Okay, now that I know what really (according to the book) happened, I no longer think of Robin Ventura as a young punk baseball player.  He was a reluctant fighter (for reasons explained in the book), and Nolan was a nasty old fart who probably needed to get punched out.  But still, it sure was funny. 

The Baseball Codes gets into the unwritten code of baseball.  Why a bench clearing brawl will break out over a seemingly minor offense.  When it’s okay to steal a base and when it isn’t.    I’m not a baseball expert, so I wasn’t familiar with most of the anecdotes and rules.  Now that I’ve read the book, I’m a little more observant when I watch the game.  I won’t say it makes me like baseball, but it makes me pay closer attention during a game. 

WHICH ONE (if you have to choose)?  

If you don’t like baseball, or if you know nothing about baseball, read The Baseball Codes.  

Moneyball is good, but Michael Lewis has made tons of money already off his books, and this one isn’t really his best one, and it looks like the movie (which I haven’t seen) makes it a feel-good story, and this book (as much as I liked it) is not a feel-good story; it’s a stats book, albeit a cool stats book.  And if you don’t like baseball, you definitely don’t want to read a stats book about baseball.  If you don’t like (or appreciate) baseball, you probably want to read the one that explains why fights happen.

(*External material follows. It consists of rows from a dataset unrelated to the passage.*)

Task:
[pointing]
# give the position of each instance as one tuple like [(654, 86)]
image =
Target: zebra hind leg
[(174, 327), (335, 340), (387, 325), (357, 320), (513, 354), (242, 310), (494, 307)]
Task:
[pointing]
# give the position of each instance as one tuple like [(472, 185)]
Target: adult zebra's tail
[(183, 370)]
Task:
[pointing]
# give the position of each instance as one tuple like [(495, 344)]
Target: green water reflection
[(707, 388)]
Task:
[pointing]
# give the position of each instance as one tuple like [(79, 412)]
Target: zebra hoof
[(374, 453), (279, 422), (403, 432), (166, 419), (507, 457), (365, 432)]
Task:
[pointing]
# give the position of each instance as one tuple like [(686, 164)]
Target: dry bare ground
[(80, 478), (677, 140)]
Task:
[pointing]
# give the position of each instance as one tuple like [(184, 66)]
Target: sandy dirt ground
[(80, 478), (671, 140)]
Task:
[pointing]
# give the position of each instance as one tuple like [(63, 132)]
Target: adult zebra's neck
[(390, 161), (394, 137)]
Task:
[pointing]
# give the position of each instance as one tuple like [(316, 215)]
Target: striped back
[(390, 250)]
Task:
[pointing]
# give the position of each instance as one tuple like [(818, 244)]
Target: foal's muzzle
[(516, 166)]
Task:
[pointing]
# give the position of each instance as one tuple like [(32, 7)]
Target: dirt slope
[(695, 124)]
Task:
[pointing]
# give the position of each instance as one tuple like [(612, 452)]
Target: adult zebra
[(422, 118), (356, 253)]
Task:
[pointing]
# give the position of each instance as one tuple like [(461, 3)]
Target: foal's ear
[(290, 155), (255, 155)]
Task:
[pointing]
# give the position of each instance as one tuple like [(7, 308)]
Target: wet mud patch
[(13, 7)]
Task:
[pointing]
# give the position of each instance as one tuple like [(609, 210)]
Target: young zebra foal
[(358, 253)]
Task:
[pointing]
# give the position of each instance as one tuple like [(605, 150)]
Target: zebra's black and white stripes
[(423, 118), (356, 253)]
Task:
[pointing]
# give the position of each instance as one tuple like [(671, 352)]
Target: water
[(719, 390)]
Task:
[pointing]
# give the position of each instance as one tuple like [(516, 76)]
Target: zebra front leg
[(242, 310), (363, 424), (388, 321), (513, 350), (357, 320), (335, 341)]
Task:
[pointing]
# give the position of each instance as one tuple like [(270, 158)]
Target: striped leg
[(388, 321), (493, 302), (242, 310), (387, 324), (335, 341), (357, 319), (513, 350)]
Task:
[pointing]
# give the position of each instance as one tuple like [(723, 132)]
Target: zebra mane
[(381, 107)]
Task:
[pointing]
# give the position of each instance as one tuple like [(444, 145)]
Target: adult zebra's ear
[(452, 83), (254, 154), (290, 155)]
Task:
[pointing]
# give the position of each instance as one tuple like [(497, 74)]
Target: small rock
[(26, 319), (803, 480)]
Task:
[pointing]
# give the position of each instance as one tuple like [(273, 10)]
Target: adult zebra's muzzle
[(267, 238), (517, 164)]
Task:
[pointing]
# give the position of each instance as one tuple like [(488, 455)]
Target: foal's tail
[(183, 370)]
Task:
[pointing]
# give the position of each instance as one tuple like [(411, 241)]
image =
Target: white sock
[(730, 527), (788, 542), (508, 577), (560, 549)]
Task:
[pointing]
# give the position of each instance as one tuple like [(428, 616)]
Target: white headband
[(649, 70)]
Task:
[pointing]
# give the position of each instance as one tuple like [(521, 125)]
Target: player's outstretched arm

And that would be The Baseball Codes.

From → Literary Combat

  1. I think that no one ever read this because you didn’t tag it or give it a category. No one probably knew you wrote it. I hope I haven’t let you down by reading your new post, tracking down, and reading this one. I haven’t read or seen Moneyball, but I heard the movie was interesting. I think the book would bore me.

    While it’s not good for the game itself, I miss a good bench clearing brawl. the Yanks and O’s cleared the benches the other night when the managers started yelling at each other, but no punches were thrown…

  2. I think the same thing about Nicholas Cage movies you do about Brad Pitt. Except I don’t think Cage is a good actor or a cool guy.